Well, guess the hell what? The federal government does not have a credit score per se, but has over $53 TRILLION DOLLARS in unfunded obligations, a.k.a., social security, medicare and medicaid. Does the federal government ever intend to honor this debt. NFW. It just won't. Perhaps they are trying to tank the currency intentionally so that they can pay the debt off in worthless dollars, but it would destroy the country in the process.

Obama Breadline America is not something I am looking forward to, but is inevitable to my mind on our current economic trajectory. China has done more than saber-rattling with other countries to discuss moving away from the dollar as a reserve currency for the world.
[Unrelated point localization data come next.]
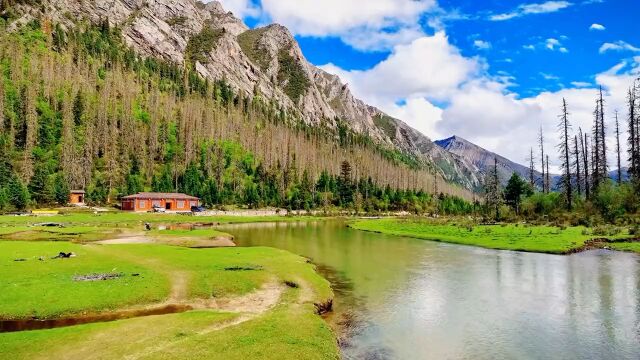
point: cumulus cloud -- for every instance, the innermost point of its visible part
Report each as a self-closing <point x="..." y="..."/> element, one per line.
<point x="481" y="44"/>
<point x="428" y="67"/>
<point x="471" y="103"/>
<point x="376" y="25"/>
<point x="240" y="8"/>
<point x="555" y="45"/>
<point x="580" y="84"/>
<point x="618" y="46"/>
<point x="528" y="9"/>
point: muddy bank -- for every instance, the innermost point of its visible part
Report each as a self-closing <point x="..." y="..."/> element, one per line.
<point x="38" y="324"/>
<point x="254" y="303"/>
<point x="185" y="241"/>
<point x="600" y="244"/>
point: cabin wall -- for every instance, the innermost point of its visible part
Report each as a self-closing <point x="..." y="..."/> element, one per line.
<point x="142" y="205"/>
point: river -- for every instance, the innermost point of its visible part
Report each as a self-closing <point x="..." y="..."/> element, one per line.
<point x="401" y="298"/>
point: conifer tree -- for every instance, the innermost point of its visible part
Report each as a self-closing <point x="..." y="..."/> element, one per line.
<point x="576" y="153"/>
<point x="545" y="187"/>
<point x="632" y="143"/>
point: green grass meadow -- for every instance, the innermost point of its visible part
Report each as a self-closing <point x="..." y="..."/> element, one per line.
<point x="516" y="237"/>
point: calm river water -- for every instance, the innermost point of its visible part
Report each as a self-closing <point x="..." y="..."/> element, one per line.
<point x="399" y="298"/>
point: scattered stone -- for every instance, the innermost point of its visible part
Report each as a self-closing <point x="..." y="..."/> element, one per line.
<point x="98" y="277"/>
<point x="244" y="268"/>
<point x="63" y="255"/>
<point x="49" y="224"/>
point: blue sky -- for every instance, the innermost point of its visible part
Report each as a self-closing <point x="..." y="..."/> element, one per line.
<point x="491" y="71"/>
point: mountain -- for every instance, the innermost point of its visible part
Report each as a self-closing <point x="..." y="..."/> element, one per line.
<point x="265" y="62"/>
<point x="483" y="160"/>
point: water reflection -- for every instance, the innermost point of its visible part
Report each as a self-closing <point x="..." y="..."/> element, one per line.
<point x="401" y="298"/>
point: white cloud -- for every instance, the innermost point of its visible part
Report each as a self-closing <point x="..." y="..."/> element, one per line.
<point x="618" y="46"/>
<point x="555" y="45"/>
<point x="240" y="8"/>
<point x="581" y="84"/>
<point x="482" y="45"/>
<point x="428" y="67"/>
<point x="446" y="94"/>
<point x="528" y="9"/>
<point x="376" y="25"/>
<point x="549" y="76"/>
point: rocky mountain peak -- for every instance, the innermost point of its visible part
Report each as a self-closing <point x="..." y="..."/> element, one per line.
<point x="268" y="59"/>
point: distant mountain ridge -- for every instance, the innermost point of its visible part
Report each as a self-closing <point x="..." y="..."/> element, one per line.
<point x="266" y="62"/>
<point x="483" y="160"/>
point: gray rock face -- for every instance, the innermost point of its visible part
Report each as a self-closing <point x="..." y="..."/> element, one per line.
<point x="251" y="59"/>
<point x="483" y="159"/>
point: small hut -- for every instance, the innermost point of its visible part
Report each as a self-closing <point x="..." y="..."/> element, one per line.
<point x="168" y="201"/>
<point x="76" y="197"/>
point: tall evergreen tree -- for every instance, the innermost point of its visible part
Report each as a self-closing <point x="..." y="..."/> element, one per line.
<point x="492" y="190"/>
<point x="584" y="145"/>
<point x="61" y="189"/>
<point x="545" y="187"/>
<point x="632" y="143"/>
<point x="532" y="170"/>
<point x="17" y="193"/>
<point x="576" y="153"/>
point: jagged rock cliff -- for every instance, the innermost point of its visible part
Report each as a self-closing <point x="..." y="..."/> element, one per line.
<point x="483" y="159"/>
<point x="267" y="60"/>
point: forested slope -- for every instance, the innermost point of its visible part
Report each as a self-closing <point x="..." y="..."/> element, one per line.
<point x="84" y="110"/>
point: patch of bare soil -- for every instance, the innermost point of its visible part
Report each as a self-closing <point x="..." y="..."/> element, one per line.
<point x="136" y="239"/>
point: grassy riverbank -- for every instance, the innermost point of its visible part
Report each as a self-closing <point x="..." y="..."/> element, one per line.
<point x="247" y="302"/>
<point x="87" y="227"/>
<point x="517" y="237"/>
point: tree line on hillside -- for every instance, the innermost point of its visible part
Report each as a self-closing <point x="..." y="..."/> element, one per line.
<point x="80" y="110"/>
<point x="586" y="193"/>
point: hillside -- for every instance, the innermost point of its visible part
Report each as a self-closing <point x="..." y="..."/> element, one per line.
<point x="265" y="61"/>
<point x="483" y="159"/>
<point x="86" y="107"/>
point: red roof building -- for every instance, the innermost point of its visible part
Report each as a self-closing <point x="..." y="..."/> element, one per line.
<point x="168" y="201"/>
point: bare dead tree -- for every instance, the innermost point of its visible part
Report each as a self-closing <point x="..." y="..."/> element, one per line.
<point x="576" y="153"/>
<point x="542" y="157"/>
<point x="565" y="155"/>
<point x="618" y="150"/>
<point x="584" y="144"/>
<point x="532" y="170"/>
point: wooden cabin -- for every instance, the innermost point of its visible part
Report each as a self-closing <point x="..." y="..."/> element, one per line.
<point x="76" y="197"/>
<point x="143" y="202"/>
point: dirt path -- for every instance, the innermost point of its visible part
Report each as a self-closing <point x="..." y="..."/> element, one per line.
<point x="132" y="239"/>
<point x="249" y="306"/>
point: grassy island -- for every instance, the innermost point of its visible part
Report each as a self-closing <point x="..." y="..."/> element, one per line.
<point x="170" y="302"/>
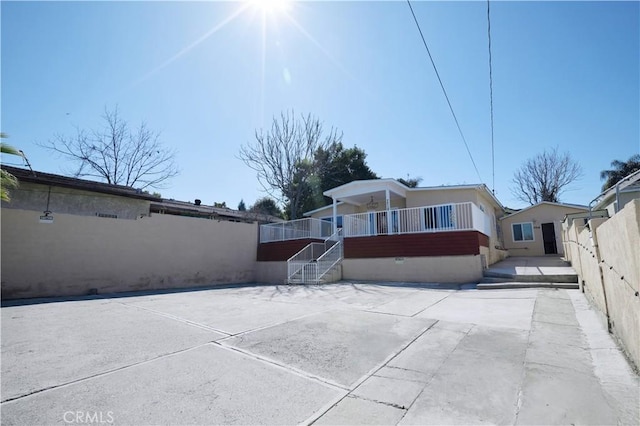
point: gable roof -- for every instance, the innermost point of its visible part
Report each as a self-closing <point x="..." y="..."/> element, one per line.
<point x="573" y="206"/>
<point x="42" y="178"/>
<point x="358" y="192"/>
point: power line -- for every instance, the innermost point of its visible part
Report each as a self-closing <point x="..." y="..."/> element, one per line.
<point x="443" y="90"/>
<point x="493" y="159"/>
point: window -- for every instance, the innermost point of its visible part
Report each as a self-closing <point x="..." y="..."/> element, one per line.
<point x="522" y="231"/>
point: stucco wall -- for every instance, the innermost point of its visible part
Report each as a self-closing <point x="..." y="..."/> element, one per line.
<point x="271" y="272"/>
<point x="32" y="196"/>
<point x="543" y="213"/>
<point x="77" y="253"/>
<point x="606" y="256"/>
<point x="445" y="269"/>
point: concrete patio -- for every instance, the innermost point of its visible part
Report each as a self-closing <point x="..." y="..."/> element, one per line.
<point x="333" y="354"/>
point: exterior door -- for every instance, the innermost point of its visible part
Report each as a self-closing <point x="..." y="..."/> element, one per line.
<point x="549" y="238"/>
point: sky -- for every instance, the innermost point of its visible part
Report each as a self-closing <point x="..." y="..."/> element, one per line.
<point x="206" y="75"/>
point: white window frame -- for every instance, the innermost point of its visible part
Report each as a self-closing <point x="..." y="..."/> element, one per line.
<point x="523" y="240"/>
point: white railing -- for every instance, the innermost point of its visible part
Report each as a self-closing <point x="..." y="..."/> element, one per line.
<point x="311" y="263"/>
<point x="295" y="229"/>
<point x="329" y="259"/>
<point x="444" y="217"/>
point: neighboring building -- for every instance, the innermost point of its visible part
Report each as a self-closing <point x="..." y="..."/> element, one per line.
<point x="615" y="198"/>
<point x="63" y="236"/>
<point x="537" y="230"/>
<point x="48" y="194"/>
<point x="395" y="233"/>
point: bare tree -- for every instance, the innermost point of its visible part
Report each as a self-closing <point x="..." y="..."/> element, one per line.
<point x="118" y="154"/>
<point x="545" y="176"/>
<point x="283" y="157"/>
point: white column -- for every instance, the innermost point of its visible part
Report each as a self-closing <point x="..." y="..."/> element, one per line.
<point x="335" y="215"/>
<point x="387" y="202"/>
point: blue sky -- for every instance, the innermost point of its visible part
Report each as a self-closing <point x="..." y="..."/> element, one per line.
<point x="566" y="75"/>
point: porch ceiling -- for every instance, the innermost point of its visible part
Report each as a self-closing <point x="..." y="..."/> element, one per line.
<point x="361" y="192"/>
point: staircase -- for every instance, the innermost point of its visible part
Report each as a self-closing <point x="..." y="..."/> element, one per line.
<point x="533" y="276"/>
<point x="317" y="263"/>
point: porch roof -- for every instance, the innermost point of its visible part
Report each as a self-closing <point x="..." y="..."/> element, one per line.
<point x="360" y="192"/>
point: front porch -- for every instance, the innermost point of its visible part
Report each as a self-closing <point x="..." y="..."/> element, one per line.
<point x="416" y="220"/>
<point x="448" y="242"/>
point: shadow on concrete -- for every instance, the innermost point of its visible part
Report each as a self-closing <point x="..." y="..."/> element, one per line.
<point x="138" y="293"/>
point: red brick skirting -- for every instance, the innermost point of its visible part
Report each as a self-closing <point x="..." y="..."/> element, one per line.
<point x="282" y="250"/>
<point x="455" y="243"/>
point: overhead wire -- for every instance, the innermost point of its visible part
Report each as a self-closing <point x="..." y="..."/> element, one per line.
<point x="444" y="90"/>
<point x="493" y="158"/>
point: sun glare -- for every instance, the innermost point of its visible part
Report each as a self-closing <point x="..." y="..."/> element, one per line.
<point x="272" y="6"/>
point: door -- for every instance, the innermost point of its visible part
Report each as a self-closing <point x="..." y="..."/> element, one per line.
<point x="549" y="238"/>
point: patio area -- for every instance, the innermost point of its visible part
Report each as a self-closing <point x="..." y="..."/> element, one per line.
<point x="345" y="353"/>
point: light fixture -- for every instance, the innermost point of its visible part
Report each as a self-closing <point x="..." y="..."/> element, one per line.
<point x="372" y="205"/>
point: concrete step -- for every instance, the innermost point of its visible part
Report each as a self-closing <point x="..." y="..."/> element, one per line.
<point x="504" y="277"/>
<point x="514" y="285"/>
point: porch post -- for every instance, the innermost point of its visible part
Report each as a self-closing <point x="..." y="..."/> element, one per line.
<point x="387" y="202"/>
<point x="335" y="215"/>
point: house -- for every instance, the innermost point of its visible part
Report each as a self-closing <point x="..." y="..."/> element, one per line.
<point x="537" y="230"/>
<point x="63" y="236"/>
<point x="50" y="194"/>
<point x="381" y="229"/>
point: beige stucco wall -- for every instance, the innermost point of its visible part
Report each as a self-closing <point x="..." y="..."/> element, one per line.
<point x="77" y="253"/>
<point x="606" y="256"/>
<point x="445" y="269"/>
<point x="32" y="196"/>
<point x="543" y="213"/>
<point x="619" y="246"/>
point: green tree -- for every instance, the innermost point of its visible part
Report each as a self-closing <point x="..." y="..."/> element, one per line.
<point x="283" y="156"/>
<point x="620" y="170"/>
<point x="337" y="165"/>
<point x="7" y="180"/>
<point x="266" y="206"/>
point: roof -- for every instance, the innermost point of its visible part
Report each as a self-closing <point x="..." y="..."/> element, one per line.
<point x="359" y="192"/>
<point x="184" y="208"/>
<point x="25" y="175"/>
<point x="629" y="183"/>
<point x="573" y="206"/>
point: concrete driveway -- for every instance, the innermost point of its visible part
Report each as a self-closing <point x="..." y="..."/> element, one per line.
<point x="333" y="354"/>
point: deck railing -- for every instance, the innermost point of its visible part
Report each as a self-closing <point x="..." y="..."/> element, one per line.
<point x="295" y="229"/>
<point x="311" y="263"/>
<point x="440" y="218"/>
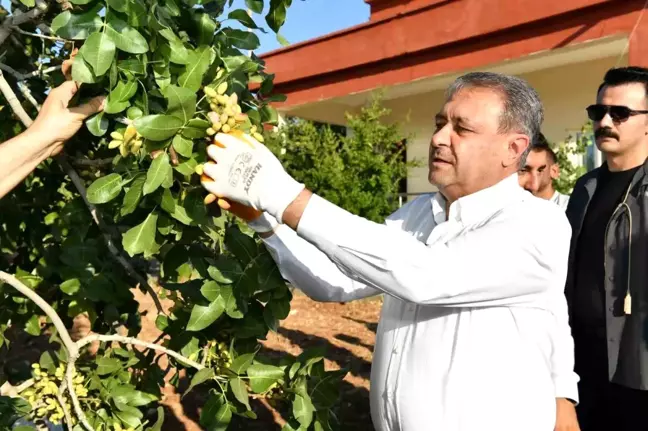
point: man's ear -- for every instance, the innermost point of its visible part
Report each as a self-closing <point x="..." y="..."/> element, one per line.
<point x="554" y="171"/>
<point x="517" y="145"/>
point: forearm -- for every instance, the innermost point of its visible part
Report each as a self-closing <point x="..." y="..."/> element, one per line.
<point x="311" y="271"/>
<point x="19" y="156"/>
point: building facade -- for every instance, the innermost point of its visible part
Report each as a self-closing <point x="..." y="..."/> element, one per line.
<point x="412" y="49"/>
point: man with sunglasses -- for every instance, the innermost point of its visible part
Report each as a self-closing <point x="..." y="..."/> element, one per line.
<point x="540" y="171"/>
<point x="607" y="285"/>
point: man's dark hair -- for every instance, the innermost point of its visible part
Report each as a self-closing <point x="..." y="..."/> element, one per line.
<point x="540" y="144"/>
<point x="625" y="75"/>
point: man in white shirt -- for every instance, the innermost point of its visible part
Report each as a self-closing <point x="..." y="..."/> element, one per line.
<point x="540" y="171"/>
<point x="473" y="334"/>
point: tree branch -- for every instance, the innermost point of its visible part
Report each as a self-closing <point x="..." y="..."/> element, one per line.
<point x="41" y="36"/>
<point x="96" y="216"/>
<point x="43" y="305"/>
<point x="13" y="101"/>
<point x="18" y="19"/>
<point x="136" y="342"/>
<point x="90" y="162"/>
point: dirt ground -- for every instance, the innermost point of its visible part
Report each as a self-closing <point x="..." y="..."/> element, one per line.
<point x="347" y="331"/>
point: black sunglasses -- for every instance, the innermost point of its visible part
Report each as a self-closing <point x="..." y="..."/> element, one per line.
<point x="618" y="113"/>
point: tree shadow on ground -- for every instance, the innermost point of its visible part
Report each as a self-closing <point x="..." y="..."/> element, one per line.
<point x="352" y="409"/>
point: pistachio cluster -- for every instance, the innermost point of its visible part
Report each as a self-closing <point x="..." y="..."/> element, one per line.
<point x="226" y="114"/>
<point x="128" y="143"/>
<point x="218" y="356"/>
<point x="42" y="395"/>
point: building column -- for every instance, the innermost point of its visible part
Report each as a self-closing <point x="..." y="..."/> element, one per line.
<point x="638" y="46"/>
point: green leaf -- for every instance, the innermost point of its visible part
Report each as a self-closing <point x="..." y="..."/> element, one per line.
<point x="119" y="5"/>
<point x="157" y="426"/>
<point x="71" y="286"/>
<point x="77" y="26"/>
<point x="263" y="376"/>
<point x="255" y="6"/>
<point x="133" y="196"/>
<point x="303" y="410"/>
<point x="280" y="308"/>
<point x="157" y="127"/>
<point x="200" y="377"/>
<point x="181" y="102"/>
<point x="194" y="72"/>
<point x="105" y="189"/>
<point x="168" y="201"/>
<point x="216" y="414"/>
<point x="201" y="316"/>
<point x="125" y="37"/>
<point x="242" y="39"/>
<point x="140" y="238"/>
<point x="182" y="145"/>
<point x="210" y="290"/>
<point x="123" y="91"/>
<point x="241" y="16"/>
<point x="240" y="391"/>
<point x="282" y="40"/>
<point x="81" y="71"/>
<point x="97" y="124"/>
<point x="32" y="327"/>
<point x="196" y="128"/>
<point x="206" y="29"/>
<point x="157" y="173"/>
<point x="115" y="107"/>
<point x="243" y="246"/>
<point x="277" y="14"/>
<point x="108" y="365"/>
<point x="242" y="363"/>
<point x="98" y="51"/>
<point x="161" y="322"/>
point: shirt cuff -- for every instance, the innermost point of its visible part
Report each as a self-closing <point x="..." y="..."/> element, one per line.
<point x="566" y="388"/>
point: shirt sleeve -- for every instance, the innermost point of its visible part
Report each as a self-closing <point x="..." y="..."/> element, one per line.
<point x="311" y="271"/>
<point x="474" y="268"/>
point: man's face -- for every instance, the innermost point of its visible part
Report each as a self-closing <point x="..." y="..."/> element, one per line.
<point x="467" y="151"/>
<point x="620" y="137"/>
<point x="538" y="174"/>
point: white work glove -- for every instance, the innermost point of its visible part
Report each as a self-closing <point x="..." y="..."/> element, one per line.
<point x="265" y="223"/>
<point x="248" y="173"/>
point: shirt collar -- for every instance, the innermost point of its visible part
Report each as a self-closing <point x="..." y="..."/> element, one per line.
<point x="476" y="206"/>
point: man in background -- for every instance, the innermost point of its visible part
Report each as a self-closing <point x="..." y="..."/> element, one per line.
<point x="607" y="283"/>
<point x="540" y="171"/>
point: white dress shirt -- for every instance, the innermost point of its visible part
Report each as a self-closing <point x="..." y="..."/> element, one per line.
<point x="560" y="200"/>
<point x="473" y="334"/>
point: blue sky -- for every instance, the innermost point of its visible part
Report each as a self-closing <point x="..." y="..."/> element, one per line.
<point x="311" y="18"/>
<point x="306" y="19"/>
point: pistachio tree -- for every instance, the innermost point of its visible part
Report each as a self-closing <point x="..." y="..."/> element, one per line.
<point x="122" y="209"/>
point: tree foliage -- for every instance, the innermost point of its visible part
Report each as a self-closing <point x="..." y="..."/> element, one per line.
<point x="361" y="172"/>
<point x="567" y="152"/>
<point x="174" y="73"/>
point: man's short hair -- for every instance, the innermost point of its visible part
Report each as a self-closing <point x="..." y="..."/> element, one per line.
<point x="523" y="111"/>
<point x="541" y="144"/>
<point x="625" y="75"/>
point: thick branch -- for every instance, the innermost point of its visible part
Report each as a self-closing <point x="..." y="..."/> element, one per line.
<point x="96" y="216"/>
<point x="15" y="20"/>
<point x="135" y="342"/>
<point x="89" y="162"/>
<point x="41" y="36"/>
<point x="13" y="101"/>
<point x="43" y="305"/>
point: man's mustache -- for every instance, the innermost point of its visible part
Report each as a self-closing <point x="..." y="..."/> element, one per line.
<point x="605" y="132"/>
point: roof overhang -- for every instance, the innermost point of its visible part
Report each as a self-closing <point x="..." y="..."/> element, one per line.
<point x="423" y="39"/>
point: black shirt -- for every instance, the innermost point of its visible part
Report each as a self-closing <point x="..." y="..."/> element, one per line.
<point x="589" y="293"/>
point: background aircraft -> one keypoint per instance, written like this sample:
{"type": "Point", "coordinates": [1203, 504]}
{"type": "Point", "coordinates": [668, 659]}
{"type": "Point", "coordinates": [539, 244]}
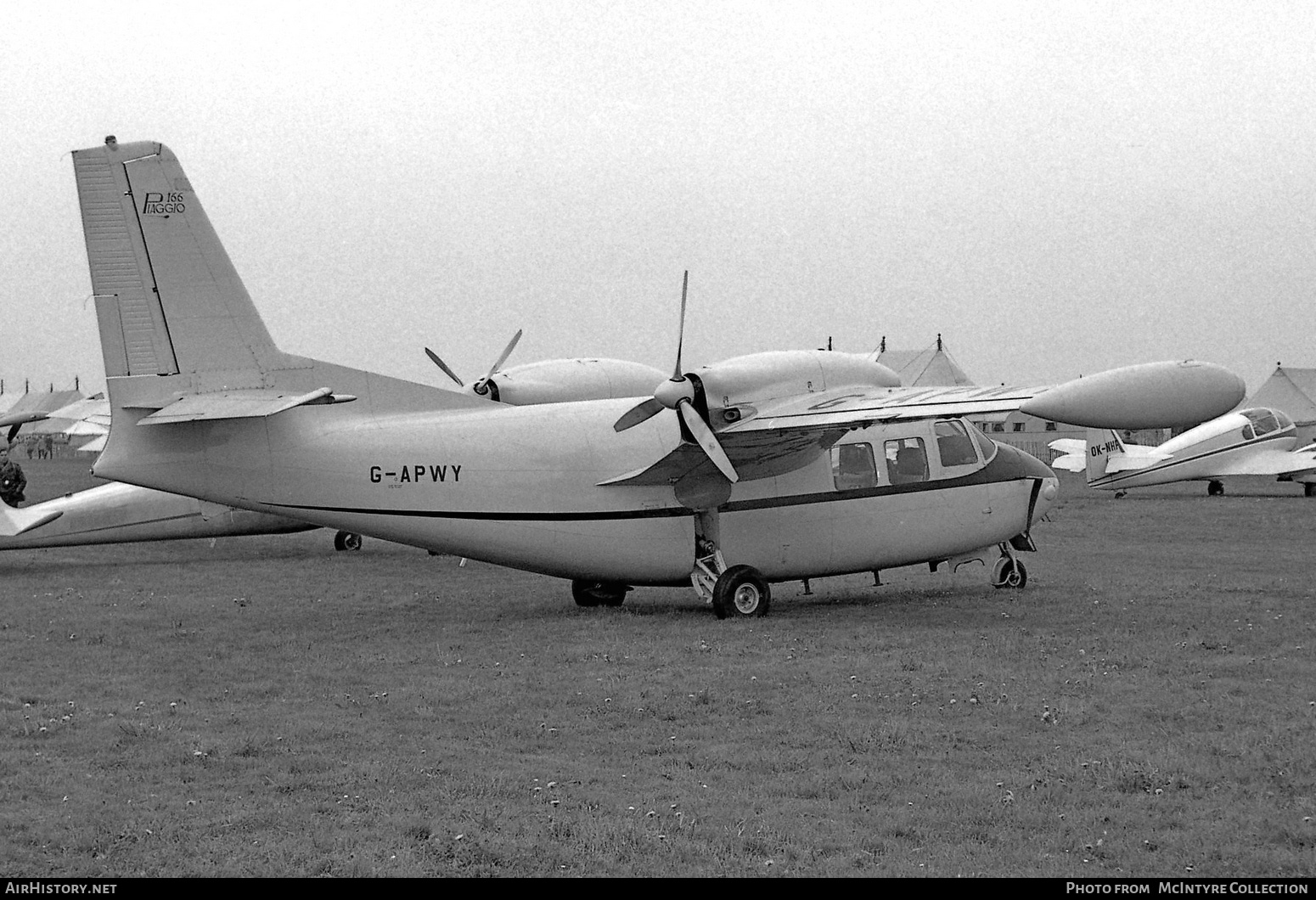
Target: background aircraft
{"type": "Point", "coordinates": [1246, 442]}
{"type": "Point", "coordinates": [732, 461]}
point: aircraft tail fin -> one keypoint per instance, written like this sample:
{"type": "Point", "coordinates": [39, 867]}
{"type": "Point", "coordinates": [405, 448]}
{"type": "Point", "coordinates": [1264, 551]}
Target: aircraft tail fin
{"type": "Point", "coordinates": [1103, 447]}
{"type": "Point", "coordinates": [167, 298]}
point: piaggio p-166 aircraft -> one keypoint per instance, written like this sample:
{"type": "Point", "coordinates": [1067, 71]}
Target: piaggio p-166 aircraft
{"type": "Point", "coordinates": [127, 514]}
{"type": "Point", "coordinates": [786, 464]}
{"type": "Point", "coordinates": [1246, 442]}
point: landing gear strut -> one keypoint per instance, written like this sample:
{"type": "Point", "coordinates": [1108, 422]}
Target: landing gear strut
{"type": "Point", "coordinates": [1009, 571]}
{"type": "Point", "coordinates": [734, 593]}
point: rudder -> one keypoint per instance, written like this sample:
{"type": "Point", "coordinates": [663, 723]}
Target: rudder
{"type": "Point", "coordinates": [167, 296]}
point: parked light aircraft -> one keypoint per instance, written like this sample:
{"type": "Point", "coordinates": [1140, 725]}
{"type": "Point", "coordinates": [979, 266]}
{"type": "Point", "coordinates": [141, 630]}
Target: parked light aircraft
{"type": "Point", "coordinates": [124, 514]}
{"type": "Point", "coordinates": [1246, 442]}
{"type": "Point", "coordinates": [790, 464]}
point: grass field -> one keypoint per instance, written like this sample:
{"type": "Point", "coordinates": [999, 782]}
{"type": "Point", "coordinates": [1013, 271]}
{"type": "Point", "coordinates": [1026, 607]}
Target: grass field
{"type": "Point", "coordinates": [270, 706]}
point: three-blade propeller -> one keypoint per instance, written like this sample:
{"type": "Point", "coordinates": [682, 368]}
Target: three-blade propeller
{"type": "Point", "coordinates": [481, 387]}
{"type": "Point", "coordinates": [678, 394]}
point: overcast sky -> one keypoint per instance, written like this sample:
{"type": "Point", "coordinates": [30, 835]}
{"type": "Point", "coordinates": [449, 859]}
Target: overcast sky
{"type": "Point", "coordinates": [1055, 188]}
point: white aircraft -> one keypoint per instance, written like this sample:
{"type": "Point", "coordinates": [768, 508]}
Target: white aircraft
{"type": "Point", "coordinates": [1246, 442]}
{"type": "Point", "coordinates": [128, 514]}
{"type": "Point", "coordinates": [790, 464]}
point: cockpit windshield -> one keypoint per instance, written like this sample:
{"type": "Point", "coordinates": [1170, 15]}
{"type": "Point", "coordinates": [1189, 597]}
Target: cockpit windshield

Now they, our biggest enemy, are plotting with the arabs to trade oil in a currency other than the dollar, which is bad for the U.S. in terms of its financial and political dominance.

My point: we are screwing ourselves royally. Most Americans do not realize that we are sitting on a powder keg that is about to blow our asses into the sky in 53 trillion different ways. We need to claim back our individual liberty and the spirit of rugged individualism. Not just in the political arena, but the way we live our lives every day.

I am not a shill for the tin-foil hat crowd. Empires have risen and fallen since the dawn of history. We simply cannot take America's greatness for granted. The time is long past for complacence. The "shining city on a hill" will only remain glorious for as long as we are willing to preserve it and stay driven in our vigilance to keep it bright.